I smiled inside as I thought, “Yes, he might just as well be going to Springbok.”

At that time, I worked for a non-profit organisation that provided counselling services, and trained lay counsellors. The receptionist who worked there (I’ll call her N) was a cheerful and chirpy character and she and I used to laugh together plenty.

Our favourite was to try and beat each other to say TGIF to each other every Friday. It was our thing. If I got in first and said, “TGIF!” she’d look up and me and say, “Thanks, God.”

One day someone arrived at the office, and said she had an appointment at 10h00. N checked the counselling appointment book and saw no booking for 10h00. The consummate professional, she smiled at the new arrival, asked her to take a seat and proceeded to run through the offices and whip up a volunteer counsellor to see the awaiting client.

She found a counsellor who was available, made sure the counselling room was tidy, and told the client her counsellor was on her way. The counsellor came through, introduced herself and off the two of them went into the counselling room and shut the door behind them. Five minutes later, the two of them emerged with much hilarity; the appointment the client had come to the office for was a job interview with the Executive Director!

N and I laughed like drains as we imagined what went on in the counselling room, with the so-called client not able to talk about her job experience because she kept being asked how she was feeling. How funny.

One of my direct reports was the administration manager, G: divine, well-spoken, nattily-dressed, eloquent and the most gentlemanly gentleman you can imagine. He led a team of four staff members, and they had regular team meetings. Occasionally he would invite me to join them, and it was fun to be included.

One of the team was D, the handyman. He was a constantly recovering alcoholic who worked like a Trojan when he was present. But he often went missing. We all loved him, and he was a central character in our offices. However, he had no time for meetings.

The first time I was invited to join the team meeting, someone asked if D would be there. At that moment, D walked past the meeting room and G asked if he was going to join them.

D didn’t break stride. He flung his left arm in the air and said,

“Ag, daai’s ‘n klomp k*k!” (That’s just a crock of s**t!)

I guess he wasn’t going to join us.

The meeting began. G, ever formal and eloquent, welcomed everyone, made a special mention of the visitor (me) and asked if anyone would like to open the meeting by sharing something.

“Feel free to speak, if you have something to share,” he said.
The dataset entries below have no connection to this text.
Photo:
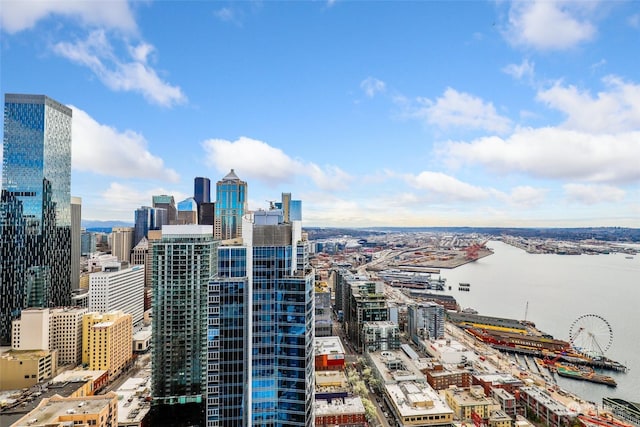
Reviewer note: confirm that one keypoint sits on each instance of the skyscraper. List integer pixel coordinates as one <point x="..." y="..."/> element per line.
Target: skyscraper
<point x="76" y="229"/>
<point x="231" y="204"/>
<point x="142" y="223"/>
<point x="183" y="262"/>
<point x="166" y="202"/>
<point x="201" y="190"/>
<point x="35" y="207"/>
<point x="260" y="328"/>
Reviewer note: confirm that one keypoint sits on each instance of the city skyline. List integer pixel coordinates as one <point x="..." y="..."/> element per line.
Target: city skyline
<point x="421" y="114"/>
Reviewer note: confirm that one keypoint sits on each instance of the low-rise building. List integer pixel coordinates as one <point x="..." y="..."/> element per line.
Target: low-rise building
<point x="417" y="404"/>
<point x="25" y="368"/>
<point x="470" y="403"/>
<point x="539" y="403"/>
<point x="107" y="341"/>
<point x="489" y="381"/>
<point x="329" y="353"/>
<point x="506" y="400"/>
<point x="441" y="376"/>
<point x="342" y="411"/>
<point x="58" y="411"/>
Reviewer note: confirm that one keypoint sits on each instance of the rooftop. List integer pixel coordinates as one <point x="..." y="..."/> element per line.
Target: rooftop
<point x="338" y="406"/>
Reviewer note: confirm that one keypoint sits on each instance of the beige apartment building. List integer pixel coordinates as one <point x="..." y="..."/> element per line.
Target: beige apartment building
<point x="107" y="341"/>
N, along with many of us, often battled to understand what G was saying because he usually used really formal language and long words (thanks to his prior career in the diplomatic corps). She was leaning heavily on the desk, her elbow only just stopping her face from hitting the desk. She looked at G with incredulity, she frowned, she wrinkled her nose, and then said,

“About what?”

Moving on swiftly then.

G read an excerpt from a book of inspirational sayings, quoting Mother Theresa. It flew right over the head of everyone present, and N continued to look at G with that expression of WTF (Why The Funny-Sayings)?
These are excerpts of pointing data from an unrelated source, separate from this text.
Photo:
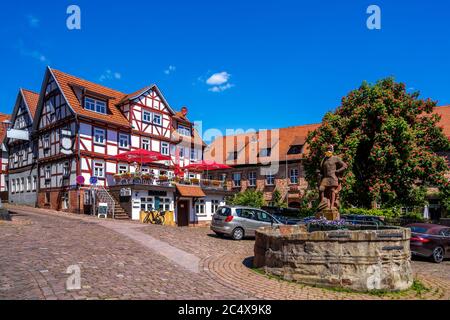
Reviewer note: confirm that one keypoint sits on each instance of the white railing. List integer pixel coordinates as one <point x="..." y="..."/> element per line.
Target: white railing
<point x="103" y="196"/>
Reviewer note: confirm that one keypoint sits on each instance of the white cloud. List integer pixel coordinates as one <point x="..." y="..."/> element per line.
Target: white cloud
<point x="110" y="75"/>
<point x="219" y="82"/>
<point x="33" y="21"/>
<point x="221" y="88"/>
<point x="218" y="78"/>
<point x="170" y="69"/>
<point x="35" y="54"/>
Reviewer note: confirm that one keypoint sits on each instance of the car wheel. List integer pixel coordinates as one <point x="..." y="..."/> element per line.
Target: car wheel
<point x="438" y="254"/>
<point x="238" y="234"/>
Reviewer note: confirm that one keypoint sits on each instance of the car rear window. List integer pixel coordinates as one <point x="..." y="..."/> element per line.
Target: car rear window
<point x="418" y="229"/>
<point x="224" y="211"/>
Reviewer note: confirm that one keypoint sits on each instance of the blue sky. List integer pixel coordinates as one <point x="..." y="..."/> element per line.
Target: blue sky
<point x="276" y="63"/>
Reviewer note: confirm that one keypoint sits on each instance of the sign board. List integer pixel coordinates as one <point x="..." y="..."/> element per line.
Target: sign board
<point x="18" y="134"/>
<point x="80" y="180"/>
<point x="102" y="210"/>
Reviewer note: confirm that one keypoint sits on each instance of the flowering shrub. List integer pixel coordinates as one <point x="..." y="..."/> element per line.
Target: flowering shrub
<point x="389" y="138"/>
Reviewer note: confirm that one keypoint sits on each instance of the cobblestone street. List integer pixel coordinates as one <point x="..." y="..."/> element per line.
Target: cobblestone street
<point x="127" y="260"/>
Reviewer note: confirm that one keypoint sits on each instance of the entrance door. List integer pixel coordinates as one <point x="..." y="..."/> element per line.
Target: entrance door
<point x="183" y="213"/>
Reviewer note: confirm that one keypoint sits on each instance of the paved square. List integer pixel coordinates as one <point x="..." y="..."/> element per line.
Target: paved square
<point x="127" y="260"/>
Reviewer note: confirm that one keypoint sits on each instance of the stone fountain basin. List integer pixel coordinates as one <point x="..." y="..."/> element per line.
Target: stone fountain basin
<point x="359" y="260"/>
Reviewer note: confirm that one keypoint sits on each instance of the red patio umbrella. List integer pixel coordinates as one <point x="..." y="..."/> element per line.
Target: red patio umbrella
<point x="207" y="165"/>
<point x="141" y="156"/>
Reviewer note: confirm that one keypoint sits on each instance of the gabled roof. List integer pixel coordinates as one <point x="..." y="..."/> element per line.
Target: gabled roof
<point x="68" y="83"/>
<point x="249" y="145"/>
<point x="444" y="112"/>
<point x="31" y="100"/>
<point x="3" y="117"/>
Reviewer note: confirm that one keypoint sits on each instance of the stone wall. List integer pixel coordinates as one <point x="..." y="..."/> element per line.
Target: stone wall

G worked us through the agenda and, after about half an hour, was ready to draw the meeting to a close. He invited any closing comments. N stood up and cleared her throat, then clicked her tongue on the roof of her mouth.
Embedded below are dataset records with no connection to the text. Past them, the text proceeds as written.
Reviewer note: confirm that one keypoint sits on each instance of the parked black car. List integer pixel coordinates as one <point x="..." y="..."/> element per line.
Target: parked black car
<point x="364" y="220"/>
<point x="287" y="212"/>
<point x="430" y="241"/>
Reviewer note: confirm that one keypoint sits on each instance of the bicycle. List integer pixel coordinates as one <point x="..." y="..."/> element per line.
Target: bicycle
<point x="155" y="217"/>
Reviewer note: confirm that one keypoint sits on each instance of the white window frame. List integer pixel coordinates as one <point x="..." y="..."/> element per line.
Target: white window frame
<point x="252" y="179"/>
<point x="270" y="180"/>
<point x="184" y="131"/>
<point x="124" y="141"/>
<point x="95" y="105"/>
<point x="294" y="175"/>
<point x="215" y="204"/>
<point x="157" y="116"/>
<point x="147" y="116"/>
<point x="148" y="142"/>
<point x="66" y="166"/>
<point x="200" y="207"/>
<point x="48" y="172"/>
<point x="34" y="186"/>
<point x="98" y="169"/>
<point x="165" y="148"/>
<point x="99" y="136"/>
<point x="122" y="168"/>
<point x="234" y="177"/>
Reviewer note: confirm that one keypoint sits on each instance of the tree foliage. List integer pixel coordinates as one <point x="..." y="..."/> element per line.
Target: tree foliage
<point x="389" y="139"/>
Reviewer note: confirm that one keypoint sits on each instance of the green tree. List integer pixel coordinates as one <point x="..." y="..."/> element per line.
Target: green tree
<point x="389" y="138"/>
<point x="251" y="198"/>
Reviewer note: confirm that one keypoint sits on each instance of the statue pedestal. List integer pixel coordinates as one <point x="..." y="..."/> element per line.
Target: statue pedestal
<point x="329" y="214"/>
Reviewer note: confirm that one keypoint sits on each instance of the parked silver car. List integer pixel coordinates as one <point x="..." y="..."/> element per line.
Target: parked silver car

“I would like to say something please.”

G welcomed her to go ahead.

“I think we should always have Nomalanga with us at these meetings. [Nomalanga is my Xhosa name, and it means Sunshine. She meant me.] Because why? Because it’s so nice having her here; it feels like we have someone here from overseas.”

She sat down, G thanked her for her input and said he would give it some thought, and the meeting closed. I’m so glad I write a blog, because this was always so going to be in it.

Sunshine signing off for today, from overseas!